Editing a provincial newspaper has never been the most intellectually rigorous of tasks.
Traditionally the ability to create an aggressively macho management culture by bullying the work experience girl; grooming a couple of contacts in the local Rotary Club; having some half-decent local knowledge and always taking up populist positions – no matter how barmy – has got your average small town conservative newspaper editor selling enough papers to have a quiet life.
Alas, it seems, such simple tasks are beyond the wit of Cancer editor Mike “News Bunny” Norton. As his hasty and unequivocal support for the BRT route on the Bristol and Bath Cycle Path looks likely to marginalise his increasingly marginalised newspaper – with the drastically plummeting circulation – still further.
Due to his woefully incompetent misreading of public opinion, lacking any grasp of local knowledge whatsoever, Norton now finds himself at odds with over 90% of his own readers who yesterday voted overwhelmingly in a poll to keep the cycle path as it is.
Norton also seems to have ignored the huge and growing petition on the council website, which – big hint this – just happens to be the largest one they’ve ever had on there.
Instead Norton has backed the madcap plan that’s only supported by our lobotomised transport boss Mark Bradshaw, a few First Bus executives seeking easy profits and a load of CONsultants out to make a small fortune for themselves.
Even the Cancer’s sister publication Venue magazine – not noted for embracing the cycling fraternity – today accurately describes the plan as “fucking stupid”.
Poor old Norton. Looks like he’s put himself out on a bit of a limb. How long before we find him delivering a perfectly executed U-turn on the issue then?
Especially when the News Bunny finally catches on that the other part of the BRT plan, which the council’s trying to keep quiet about at present, involves introducing a congestion charge. Something Norton claims to be implacably against!
-the EP editor misses the old railway…if you look at the pro-BRT people, their view is ‘they took the railway 30 years ago’, this will bring it back. We just need to emphasise that if it hadn’t been taken away, they’d be fighting to stop it being turned into a BRT route, the way they were stopped from doing to the shirehampton line because Network Rail stopped them.
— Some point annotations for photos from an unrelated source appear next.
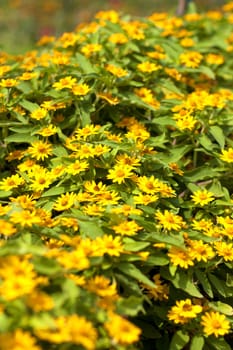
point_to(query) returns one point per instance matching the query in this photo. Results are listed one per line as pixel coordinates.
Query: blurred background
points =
(23, 22)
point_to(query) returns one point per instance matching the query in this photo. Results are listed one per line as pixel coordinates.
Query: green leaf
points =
(220, 286)
(130, 306)
(218, 135)
(177, 241)
(90, 229)
(200, 173)
(205, 142)
(46, 266)
(134, 246)
(218, 343)
(54, 191)
(204, 282)
(197, 343)
(183, 281)
(20, 138)
(29, 106)
(223, 308)
(134, 272)
(85, 64)
(179, 340)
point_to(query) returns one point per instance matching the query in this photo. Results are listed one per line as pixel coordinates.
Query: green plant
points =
(116, 193)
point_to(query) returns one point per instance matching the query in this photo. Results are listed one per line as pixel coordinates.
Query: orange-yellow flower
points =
(215, 323)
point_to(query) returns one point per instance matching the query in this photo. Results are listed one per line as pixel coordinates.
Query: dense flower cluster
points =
(116, 215)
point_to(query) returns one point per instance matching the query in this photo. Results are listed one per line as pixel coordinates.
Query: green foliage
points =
(116, 212)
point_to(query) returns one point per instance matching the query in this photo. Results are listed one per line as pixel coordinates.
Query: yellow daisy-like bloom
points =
(183, 311)
(6, 228)
(108, 244)
(160, 290)
(127, 228)
(148, 67)
(170, 221)
(200, 251)
(121, 330)
(39, 301)
(120, 173)
(77, 167)
(65, 201)
(180, 257)
(118, 38)
(65, 83)
(217, 59)
(48, 131)
(8, 83)
(191, 59)
(112, 100)
(40, 150)
(215, 323)
(224, 250)
(25, 218)
(227, 155)
(80, 89)
(39, 114)
(18, 340)
(202, 197)
(117, 71)
(11, 182)
(89, 49)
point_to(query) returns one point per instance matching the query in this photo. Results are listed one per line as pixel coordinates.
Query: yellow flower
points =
(65, 83)
(169, 220)
(127, 228)
(39, 301)
(180, 257)
(224, 250)
(48, 131)
(183, 311)
(160, 290)
(86, 131)
(145, 199)
(18, 340)
(191, 59)
(6, 228)
(40, 150)
(119, 173)
(8, 83)
(25, 218)
(148, 67)
(77, 167)
(39, 114)
(89, 49)
(108, 244)
(227, 155)
(117, 71)
(11, 182)
(215, 323)
(121, 330)
(118, 38)
(75, 259)
(28, 76)
(80, 89)
(212, 58)
(200, 251)
(65, 201)
(202, 197)
(108, 97)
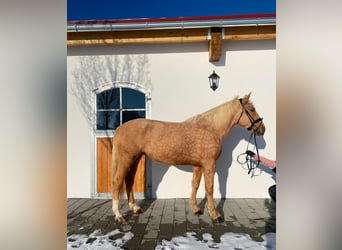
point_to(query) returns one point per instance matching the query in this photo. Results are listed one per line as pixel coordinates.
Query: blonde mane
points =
(217, 116)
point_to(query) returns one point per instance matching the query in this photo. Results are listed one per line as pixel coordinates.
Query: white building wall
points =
(177, 75)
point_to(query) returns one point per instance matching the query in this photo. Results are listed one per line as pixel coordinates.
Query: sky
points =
(78, 10)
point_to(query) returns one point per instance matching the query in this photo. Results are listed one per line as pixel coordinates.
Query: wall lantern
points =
(214, 80)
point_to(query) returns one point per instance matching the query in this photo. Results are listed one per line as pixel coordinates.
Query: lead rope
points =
(250, 163)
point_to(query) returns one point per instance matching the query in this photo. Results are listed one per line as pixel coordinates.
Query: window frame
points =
(120, 85)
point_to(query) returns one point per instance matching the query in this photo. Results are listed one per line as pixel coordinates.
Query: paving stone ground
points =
(164, 219)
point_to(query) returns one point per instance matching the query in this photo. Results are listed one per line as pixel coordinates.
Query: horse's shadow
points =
(223, 164)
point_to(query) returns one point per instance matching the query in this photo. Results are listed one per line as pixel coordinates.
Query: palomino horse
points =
(196, 141)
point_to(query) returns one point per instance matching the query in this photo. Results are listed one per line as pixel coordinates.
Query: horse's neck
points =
(222, 118)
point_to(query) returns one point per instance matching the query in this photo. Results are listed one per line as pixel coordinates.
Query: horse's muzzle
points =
(260, 130)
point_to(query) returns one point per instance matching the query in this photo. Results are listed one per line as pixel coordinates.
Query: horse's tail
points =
(115, 168)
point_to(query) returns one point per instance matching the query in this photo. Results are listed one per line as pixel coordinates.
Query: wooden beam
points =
(250, 33)
(136, 37)
(215, 45)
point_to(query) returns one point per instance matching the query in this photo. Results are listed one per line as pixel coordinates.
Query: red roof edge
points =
(175, 19)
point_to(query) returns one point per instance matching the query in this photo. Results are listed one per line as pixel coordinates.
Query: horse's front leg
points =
(196, 180)
(208, 172)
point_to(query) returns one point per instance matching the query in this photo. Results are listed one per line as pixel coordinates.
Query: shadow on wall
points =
(223, 164)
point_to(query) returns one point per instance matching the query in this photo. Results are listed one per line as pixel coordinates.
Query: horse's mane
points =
(216, 114)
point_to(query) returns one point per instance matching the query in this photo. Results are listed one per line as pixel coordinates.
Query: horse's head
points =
(249, 118)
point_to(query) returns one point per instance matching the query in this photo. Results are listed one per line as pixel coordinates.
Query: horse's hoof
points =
(120, 219)
(198, 212)
(219, 220)
(138, 211)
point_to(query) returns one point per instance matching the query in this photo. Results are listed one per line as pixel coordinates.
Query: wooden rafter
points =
(217, 37)
(215, 45)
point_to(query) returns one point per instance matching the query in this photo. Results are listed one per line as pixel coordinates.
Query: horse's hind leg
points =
(208, 172)
(129, 188)
(196, 180)
(118, 176)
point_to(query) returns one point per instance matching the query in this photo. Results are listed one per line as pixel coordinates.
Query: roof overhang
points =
(171, 30)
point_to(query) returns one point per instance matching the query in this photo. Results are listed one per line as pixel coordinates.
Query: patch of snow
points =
(115, 240)
(97, 241)
(228, 241)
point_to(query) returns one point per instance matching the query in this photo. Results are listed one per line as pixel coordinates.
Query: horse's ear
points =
(246, 98)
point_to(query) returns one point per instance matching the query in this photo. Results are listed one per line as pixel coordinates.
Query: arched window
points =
(118, 105)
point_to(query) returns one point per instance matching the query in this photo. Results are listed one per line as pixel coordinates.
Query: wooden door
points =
(104, 165)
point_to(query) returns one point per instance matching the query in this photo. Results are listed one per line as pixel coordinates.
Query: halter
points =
(253, 122)
(249, 160)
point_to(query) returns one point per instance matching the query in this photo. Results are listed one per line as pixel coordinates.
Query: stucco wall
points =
(177, 75)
And they’d be doing fare strikes over the one train an hour service from First GW.
-steve
ps: Please remember its ‘The Railway Path’ not ‘a cycle path’ -walkers and schoolkids make up a lot of the traffic.
A fine example of why our early-rising (9.00 a.m. in the morning) evening organ should stick to it usual vacuous run of non-stories along the lines of ‘Fishponds woman cuts toenails’.
Mr Norton and his crayon-wielding semi-literate hacks are clearly completely out of their depth when it comes to serious matters.
I’d always assumed that the EP editor was a robot controlled by the advertising-purchasing businesses who, for example, are developing (or want to develop) in Emersons Green ttp://news.bbc.co.uk/2/hi/uk_news/england/bristol/somerset/3568579.stm
the volume builders and, ha ha, the companies hoping to make money from running public transport between it and the shopping complexes in New Broadmead
JulieAnn:
I notice your link to a BBC story erroneously places Emerson’s Green in Somerset.
Does that mean Auntie recruits its journalists from the same place as Mike Norton?
I think we should be told.
Oops! My mistake in thinking it was Somerset. The 2 used to be combined on the BBC website.
Still doesn’t stop them being way behind on news stories, an establishment mouthpiece and having less in-depth analysis than the Beano 😉
Norton now finds himself at odds with over 90% of his own readers who yesterday voted overwhelmingly in a poll to keep the cycle path as it is.
Er…no. The figures refer to those who voted in the EP poll….quite a different thing, I’m sure you’ll agree. More facts, less hysteria please.